Cajun P550/P880/P882 Switch User Guide
Using VLANs, Spanning Tree, Hunt Groups, and VTP Snooping
4-25
Hunt Group Considerations
Consider the following before creating hunt groups:
When creating a hunt group, you have to verify that the ports in
a group on one switch are physically connected to the ports in
that group on the other switch. The switches do not yet have a
link discovery protocol.
If one end of a connection is in a hunt group, the other end of
the connection should also be in a hunt group. If you don’t do
this, the forwarding behavior of the hunt group will be
unpredictable.
You should disable or disconnect the ports in a hunt group until
both ends of the link are configured.
All ports in a hunt group should be the same speed and the
same media type (Layer 2 and Layer 3).
Packets arriving on different fabric ports within the switch will
have loads balanced more evenly.
Hunt groups will not load share if the source and destination
traffic and the hunt group ports are on the same fabric port.

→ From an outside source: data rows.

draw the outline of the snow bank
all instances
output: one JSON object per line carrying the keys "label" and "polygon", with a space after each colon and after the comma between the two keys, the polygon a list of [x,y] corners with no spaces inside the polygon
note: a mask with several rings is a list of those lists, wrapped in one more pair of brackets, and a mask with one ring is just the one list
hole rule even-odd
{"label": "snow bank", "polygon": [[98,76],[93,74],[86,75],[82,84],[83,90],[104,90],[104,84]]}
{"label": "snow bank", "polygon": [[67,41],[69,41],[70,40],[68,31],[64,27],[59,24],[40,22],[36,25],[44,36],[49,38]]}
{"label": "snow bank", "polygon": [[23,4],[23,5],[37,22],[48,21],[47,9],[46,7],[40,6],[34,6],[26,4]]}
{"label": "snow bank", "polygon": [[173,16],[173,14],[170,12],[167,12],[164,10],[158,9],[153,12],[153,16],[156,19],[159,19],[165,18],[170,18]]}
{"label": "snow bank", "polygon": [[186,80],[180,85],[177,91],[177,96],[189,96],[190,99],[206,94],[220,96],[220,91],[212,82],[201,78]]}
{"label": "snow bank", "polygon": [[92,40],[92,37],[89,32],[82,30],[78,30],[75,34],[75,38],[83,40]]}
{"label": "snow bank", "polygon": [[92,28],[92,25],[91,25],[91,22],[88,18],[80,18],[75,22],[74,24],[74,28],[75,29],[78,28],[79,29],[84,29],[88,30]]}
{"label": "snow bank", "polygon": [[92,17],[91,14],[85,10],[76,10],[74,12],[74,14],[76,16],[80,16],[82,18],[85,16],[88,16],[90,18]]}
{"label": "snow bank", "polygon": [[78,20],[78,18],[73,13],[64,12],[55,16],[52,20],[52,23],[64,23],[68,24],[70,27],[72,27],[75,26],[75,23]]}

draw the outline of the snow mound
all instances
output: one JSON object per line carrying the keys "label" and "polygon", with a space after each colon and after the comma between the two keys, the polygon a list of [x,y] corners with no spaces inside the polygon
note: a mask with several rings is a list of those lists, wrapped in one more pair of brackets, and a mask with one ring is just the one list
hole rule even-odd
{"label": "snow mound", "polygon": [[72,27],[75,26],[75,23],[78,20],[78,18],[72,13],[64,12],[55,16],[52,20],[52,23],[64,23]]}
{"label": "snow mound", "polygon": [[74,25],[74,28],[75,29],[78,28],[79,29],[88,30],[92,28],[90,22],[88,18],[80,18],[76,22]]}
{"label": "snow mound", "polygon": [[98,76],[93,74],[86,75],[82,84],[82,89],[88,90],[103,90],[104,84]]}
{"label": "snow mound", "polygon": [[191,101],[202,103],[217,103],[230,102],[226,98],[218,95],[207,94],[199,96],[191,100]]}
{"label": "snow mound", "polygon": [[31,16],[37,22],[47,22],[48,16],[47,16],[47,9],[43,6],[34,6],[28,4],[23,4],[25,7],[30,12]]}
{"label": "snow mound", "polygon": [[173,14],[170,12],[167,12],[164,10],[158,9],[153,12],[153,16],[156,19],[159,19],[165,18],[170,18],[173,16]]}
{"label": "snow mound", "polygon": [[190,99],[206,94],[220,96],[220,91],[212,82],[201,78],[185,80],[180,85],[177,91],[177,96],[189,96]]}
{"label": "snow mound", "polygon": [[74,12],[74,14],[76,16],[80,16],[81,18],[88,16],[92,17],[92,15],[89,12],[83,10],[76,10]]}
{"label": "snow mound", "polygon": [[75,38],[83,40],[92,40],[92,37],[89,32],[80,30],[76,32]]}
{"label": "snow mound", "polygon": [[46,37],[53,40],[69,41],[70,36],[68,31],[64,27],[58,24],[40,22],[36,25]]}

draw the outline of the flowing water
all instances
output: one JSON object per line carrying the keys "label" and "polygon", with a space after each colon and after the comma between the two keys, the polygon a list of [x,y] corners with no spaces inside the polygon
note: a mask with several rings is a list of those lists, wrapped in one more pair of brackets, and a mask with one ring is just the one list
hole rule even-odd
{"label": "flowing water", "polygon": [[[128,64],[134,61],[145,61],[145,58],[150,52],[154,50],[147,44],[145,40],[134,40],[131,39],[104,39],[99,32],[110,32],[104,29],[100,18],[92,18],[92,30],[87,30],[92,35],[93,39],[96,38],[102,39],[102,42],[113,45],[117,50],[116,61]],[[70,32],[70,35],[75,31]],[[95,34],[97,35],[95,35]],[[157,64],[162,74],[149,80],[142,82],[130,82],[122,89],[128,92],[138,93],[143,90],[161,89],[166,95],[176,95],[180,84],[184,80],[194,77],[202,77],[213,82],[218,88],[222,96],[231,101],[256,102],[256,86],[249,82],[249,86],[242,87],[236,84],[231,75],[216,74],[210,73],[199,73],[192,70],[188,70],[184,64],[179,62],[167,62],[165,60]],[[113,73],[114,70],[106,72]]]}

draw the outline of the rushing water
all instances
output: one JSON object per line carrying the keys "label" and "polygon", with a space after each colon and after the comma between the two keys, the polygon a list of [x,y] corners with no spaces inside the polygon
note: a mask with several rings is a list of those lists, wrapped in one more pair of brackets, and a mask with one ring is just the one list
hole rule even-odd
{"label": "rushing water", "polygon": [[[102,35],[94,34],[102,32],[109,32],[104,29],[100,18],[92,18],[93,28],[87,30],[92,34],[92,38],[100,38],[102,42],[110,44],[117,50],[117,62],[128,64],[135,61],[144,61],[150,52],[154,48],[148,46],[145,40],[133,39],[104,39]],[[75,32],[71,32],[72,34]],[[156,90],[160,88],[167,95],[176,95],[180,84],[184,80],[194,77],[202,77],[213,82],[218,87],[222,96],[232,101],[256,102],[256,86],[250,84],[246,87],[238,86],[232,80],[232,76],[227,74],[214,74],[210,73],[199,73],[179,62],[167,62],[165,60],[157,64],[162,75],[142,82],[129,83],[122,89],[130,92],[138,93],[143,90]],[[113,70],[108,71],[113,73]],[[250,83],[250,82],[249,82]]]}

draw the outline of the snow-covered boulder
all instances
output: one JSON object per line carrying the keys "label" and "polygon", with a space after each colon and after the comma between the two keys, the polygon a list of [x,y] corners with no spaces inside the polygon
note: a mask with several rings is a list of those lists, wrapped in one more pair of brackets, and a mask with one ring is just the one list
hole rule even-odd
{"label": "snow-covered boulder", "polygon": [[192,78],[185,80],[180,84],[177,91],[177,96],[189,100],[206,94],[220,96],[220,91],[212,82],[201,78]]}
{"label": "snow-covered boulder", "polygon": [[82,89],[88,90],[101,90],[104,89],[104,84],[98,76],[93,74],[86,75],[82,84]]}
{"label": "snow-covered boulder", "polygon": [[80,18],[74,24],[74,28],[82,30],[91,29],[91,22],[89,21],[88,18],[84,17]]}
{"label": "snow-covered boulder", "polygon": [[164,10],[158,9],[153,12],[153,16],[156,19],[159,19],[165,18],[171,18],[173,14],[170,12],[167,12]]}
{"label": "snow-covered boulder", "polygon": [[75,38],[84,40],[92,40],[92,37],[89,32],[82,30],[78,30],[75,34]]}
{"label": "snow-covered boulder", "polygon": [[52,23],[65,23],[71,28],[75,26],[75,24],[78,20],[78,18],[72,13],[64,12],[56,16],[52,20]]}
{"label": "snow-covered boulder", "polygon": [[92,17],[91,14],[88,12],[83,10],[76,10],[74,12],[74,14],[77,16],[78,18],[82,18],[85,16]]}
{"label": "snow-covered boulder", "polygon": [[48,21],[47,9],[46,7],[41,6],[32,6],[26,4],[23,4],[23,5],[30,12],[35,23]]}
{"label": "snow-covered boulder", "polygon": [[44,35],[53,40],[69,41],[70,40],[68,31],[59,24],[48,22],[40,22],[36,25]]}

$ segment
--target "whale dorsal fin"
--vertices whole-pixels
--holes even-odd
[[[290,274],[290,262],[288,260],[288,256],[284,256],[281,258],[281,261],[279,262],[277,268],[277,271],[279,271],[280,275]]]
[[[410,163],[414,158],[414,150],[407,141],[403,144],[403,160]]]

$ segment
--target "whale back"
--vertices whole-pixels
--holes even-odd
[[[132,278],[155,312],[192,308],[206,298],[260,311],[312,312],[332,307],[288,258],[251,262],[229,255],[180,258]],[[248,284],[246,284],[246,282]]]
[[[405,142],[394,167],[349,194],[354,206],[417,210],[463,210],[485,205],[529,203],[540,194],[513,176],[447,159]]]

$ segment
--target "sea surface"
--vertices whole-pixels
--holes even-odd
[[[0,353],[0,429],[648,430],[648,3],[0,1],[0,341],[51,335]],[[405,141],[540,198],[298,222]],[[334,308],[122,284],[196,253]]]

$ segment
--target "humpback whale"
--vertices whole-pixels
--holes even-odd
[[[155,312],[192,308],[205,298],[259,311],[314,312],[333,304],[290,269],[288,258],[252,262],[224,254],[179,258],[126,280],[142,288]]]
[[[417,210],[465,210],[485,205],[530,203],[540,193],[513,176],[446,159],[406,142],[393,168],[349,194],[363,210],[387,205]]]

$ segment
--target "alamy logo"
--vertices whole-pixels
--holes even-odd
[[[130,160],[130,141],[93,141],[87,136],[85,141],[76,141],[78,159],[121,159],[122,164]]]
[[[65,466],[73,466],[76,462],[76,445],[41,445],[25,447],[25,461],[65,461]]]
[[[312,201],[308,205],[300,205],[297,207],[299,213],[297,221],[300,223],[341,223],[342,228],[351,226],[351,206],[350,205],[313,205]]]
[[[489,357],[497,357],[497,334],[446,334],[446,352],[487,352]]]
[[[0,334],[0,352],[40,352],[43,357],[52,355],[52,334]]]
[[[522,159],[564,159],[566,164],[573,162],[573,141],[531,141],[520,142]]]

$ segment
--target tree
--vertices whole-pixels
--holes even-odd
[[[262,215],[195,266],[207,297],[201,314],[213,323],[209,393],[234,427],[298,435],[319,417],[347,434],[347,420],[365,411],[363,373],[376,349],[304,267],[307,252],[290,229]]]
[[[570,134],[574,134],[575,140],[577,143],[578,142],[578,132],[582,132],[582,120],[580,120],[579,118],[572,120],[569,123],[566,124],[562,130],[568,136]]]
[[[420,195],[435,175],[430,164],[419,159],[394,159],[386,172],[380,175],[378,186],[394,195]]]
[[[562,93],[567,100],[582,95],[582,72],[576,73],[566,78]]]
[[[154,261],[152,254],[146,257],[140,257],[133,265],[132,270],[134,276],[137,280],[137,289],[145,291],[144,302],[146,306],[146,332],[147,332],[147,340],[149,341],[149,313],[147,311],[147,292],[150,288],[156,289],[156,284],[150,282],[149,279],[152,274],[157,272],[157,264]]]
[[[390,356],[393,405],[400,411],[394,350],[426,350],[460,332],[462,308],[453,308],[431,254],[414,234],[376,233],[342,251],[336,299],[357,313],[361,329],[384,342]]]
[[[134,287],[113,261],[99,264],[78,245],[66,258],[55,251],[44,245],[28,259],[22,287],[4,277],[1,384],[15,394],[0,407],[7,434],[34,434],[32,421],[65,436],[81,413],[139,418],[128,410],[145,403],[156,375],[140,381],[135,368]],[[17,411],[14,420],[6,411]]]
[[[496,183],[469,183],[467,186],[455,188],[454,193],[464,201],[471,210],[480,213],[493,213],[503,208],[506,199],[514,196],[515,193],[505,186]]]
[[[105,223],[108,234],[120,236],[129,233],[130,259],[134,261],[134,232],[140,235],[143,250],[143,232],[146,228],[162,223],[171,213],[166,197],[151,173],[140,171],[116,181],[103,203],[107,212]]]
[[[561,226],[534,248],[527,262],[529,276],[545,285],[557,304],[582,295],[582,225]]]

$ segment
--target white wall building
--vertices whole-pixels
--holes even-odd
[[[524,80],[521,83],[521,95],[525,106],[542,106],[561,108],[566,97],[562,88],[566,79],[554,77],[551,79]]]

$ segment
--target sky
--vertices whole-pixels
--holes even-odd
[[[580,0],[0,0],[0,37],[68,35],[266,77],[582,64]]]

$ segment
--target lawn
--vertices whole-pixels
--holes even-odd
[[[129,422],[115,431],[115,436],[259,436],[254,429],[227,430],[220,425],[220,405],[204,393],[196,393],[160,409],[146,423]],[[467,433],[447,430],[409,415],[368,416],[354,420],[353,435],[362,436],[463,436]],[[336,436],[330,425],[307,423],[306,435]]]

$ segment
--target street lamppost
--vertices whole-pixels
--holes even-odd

Most I/O modules divide their ports evenly across two fabric
ports. For 10-port and 12-port I/O modules, all ports use a single
fabric port.
The first port assigned to a hunt group becomes the flood port.
It cannot be changed unless the flood port is disabled.
4-port and 2-port Gigabit Ethernet modules, and layer 2 and
layer 3 modules cannot share the same Hunt group.
Creating Hunt Groups
You can create hunt groups from either the web agent or the CLI.
Creating Hunt
Groups Using
the Web Agent
To create a hunt group using the web agent:
1. Check the speed of the ports that you are configuring into the
hunt group. The ports must be physically connected to each
other (for example, in a four-port gigabit hunt group, ensure
that you have four fiber cables with switch ports connected at
each end).
*Note: Auto-negotiation should be disabled on the ports
to further insure against speed mismatch.